本当にすごい薬だと思います。今後が楽しみですね!

2024.2追記) 糖尿尿内科などの一般内科でも高血圧で処方されるように!

ARBカルシウム拮抗薬と並ぶ新しい選択肢として処方される先生が増えてきました。

それほど利尿作用は強くないようでが、エンレスト錠の処方の際に念のため利尿剤の使用を中止する先生も多いようです。

2022年2.9 追記)山下 武志先生(公益財団法人 心臓血管研究所所長)の勉強会情報

エンレスト錠はANPが出ていないために腎機能、心機能の悪化を来たしている人(1/4程度存在するようです)に非常に効果があり、服用開始1カ月程度で、エンレスト錠が効果があるタイプかどうかがわかるそうです。

※逆に全く効果が出ない場合はANPがもともと良く出ているタイプの患者さんであるため、この薬は不要とのことで切り替える判断が出来るとのこと。

山下先生のお話では、従来の治療(ビソプロロール、RAS阻害薬、DOAC)では効果がなかったタイプの患者さんにも効果が出る可能性があり、4つ目の選択肢になりうるような非常に注目されている薬の様です。

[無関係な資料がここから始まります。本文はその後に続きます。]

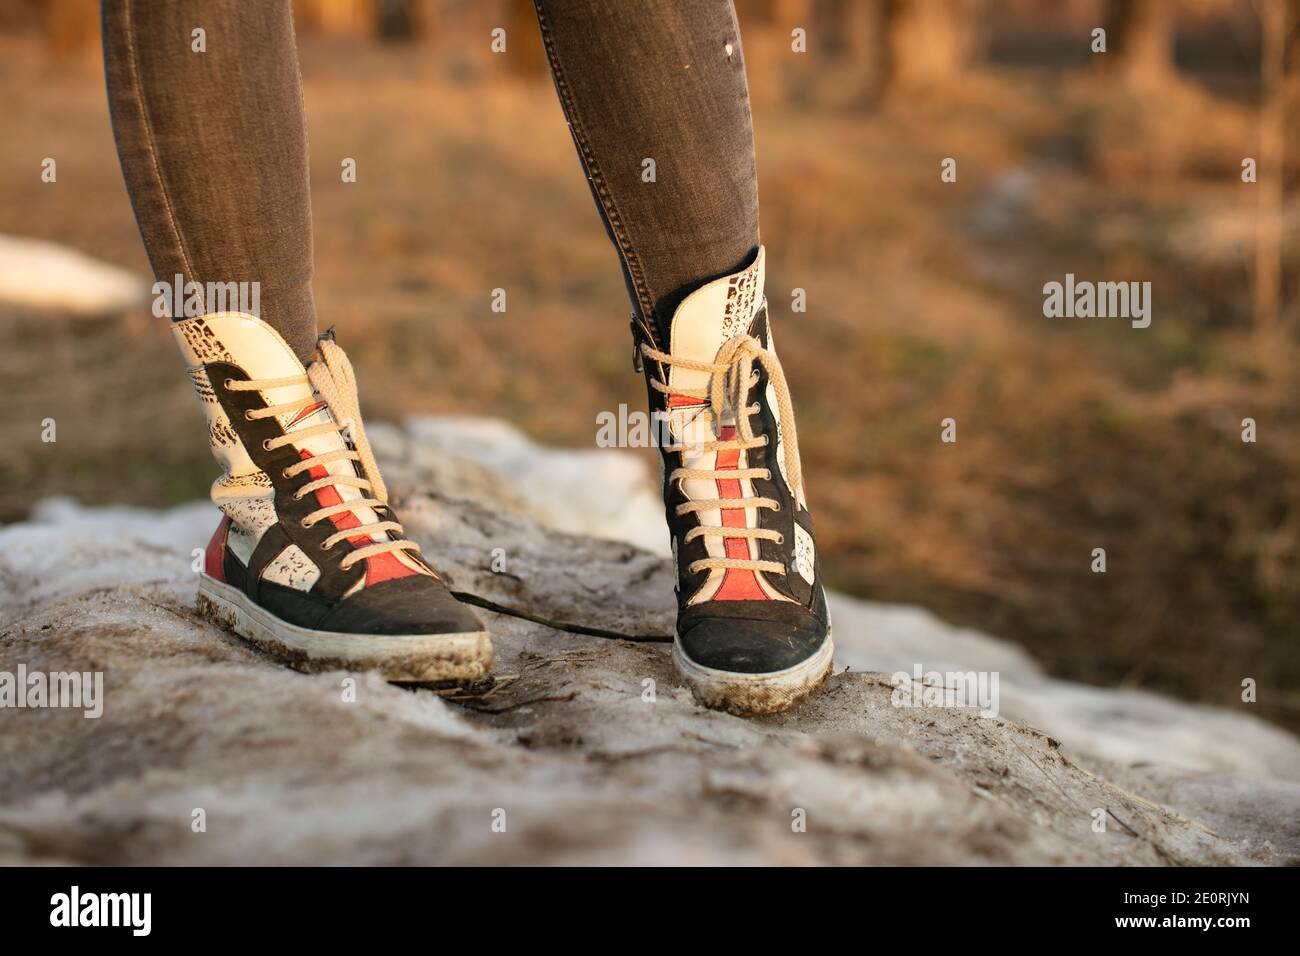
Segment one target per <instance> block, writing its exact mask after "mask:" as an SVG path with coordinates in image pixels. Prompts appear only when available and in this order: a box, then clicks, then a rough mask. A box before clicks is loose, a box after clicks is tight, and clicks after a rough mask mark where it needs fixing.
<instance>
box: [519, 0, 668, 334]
mask: <svg viewBox="0 0 1300 956" xmlns="http://www.w3.org/2000/svg"><path fill="white" fill-rule="evenodd" d="M533 8H534V9H536V10H537V25H538V27H539V29H541V34H542V46H543V47H545V49H546V59H547V60H549V61H550V65H551V75H552V77H554V78H555V90H556V92H558V94H559V98H560V107H562V108H563V111H564V116H565V118H567V120H568V124H569V129H572V130H573V142H575V143H576V144H577V152H578V159H580V160H581V161H582V168H584V169H585V170H586V174H588V178H589V179H590V181H591V185H593V186H594V187H595V190H594V193H595V196H597V199H598V202H599V203H601V208H602V211H603V212H604V217H606V219H607V220H608V222H610V232H611V233H614V238H615V243H616V246H617V250H619V255H620V256H621V258H623V264H624V265H625V267H627V269H628V274H629V276H630V277H632V284H633V286H634V287H636V290H637V298H638V299H640V306H641V312H642V315H641V330H642V333H643V334H645V336H646V338H647V341H649V342H651V343H654V342H655V338H656V337H655V336H654V333H653V332H651V328H653V324H654V298H653V297H651V295H650V287H649V286H647V285H646V280H645V273H643V271H642V269H641V260H640V259H638V258H637V255H636V252H634V251H633V248H632V241H630V237H629V235H628V232H627V228H625V226H624V225H623V217H621V216H619V209H617V204H616V203H615V202H614V194H612V193H611V191H610V187H608V185H607V183H606V181H604V176H603V173H602V172H601V165H599V163H597V160H595V153H593V152H591V147H590V144H589V143H588V139H586V134H585V131H584V126H582V120H581V117H580V116H578V111H577V101H576V100H575V98H573V94H572V91H571V90H569V86H568V81H567V79H565V78H564V69H563V66H560V57H559V51H558V49H556V48H555V40H554V38H552V36H551V29H550V23H549V22H547V20H546V12H545V10H543V9H542V4H541V0H533Z"/></svg>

効果が出ている場合は半年から1年程度でとてもよく効果を出し、心房細動の頻度減少、ICDを入れている場合は作動回数の大幅な減少が見られるという結果が出ているようです。

かばこ

山下先生のお話はとても分かりやすく、薬理的な勉強もされてきた先生だけあって、薬剤師の私が聞いてもとても勉強になりました。

ARNIとSGLT2阻害薬についてシンプルにまとめてみました 著者:山下 武志

おすすめ度 ★★★★★

詳しい情報は先生が書いた書籍があるため、ぜひ読んでみてください。

SGLT2はほとんど腎臓の尿細管のみに存在するナトリウムーグルコース共輸送体なのに、なぜSGLT2阻害薬(ジャディアンス、フォシーガ)は心不全に効果があるのか?

エンレスト錠のみならずとても勉強になる話が分かりやすく書いてあります↓

まとめ

初回で処方が場合は注意点がかなりある薬です。

しっかりと確認し調剤するようにしてください。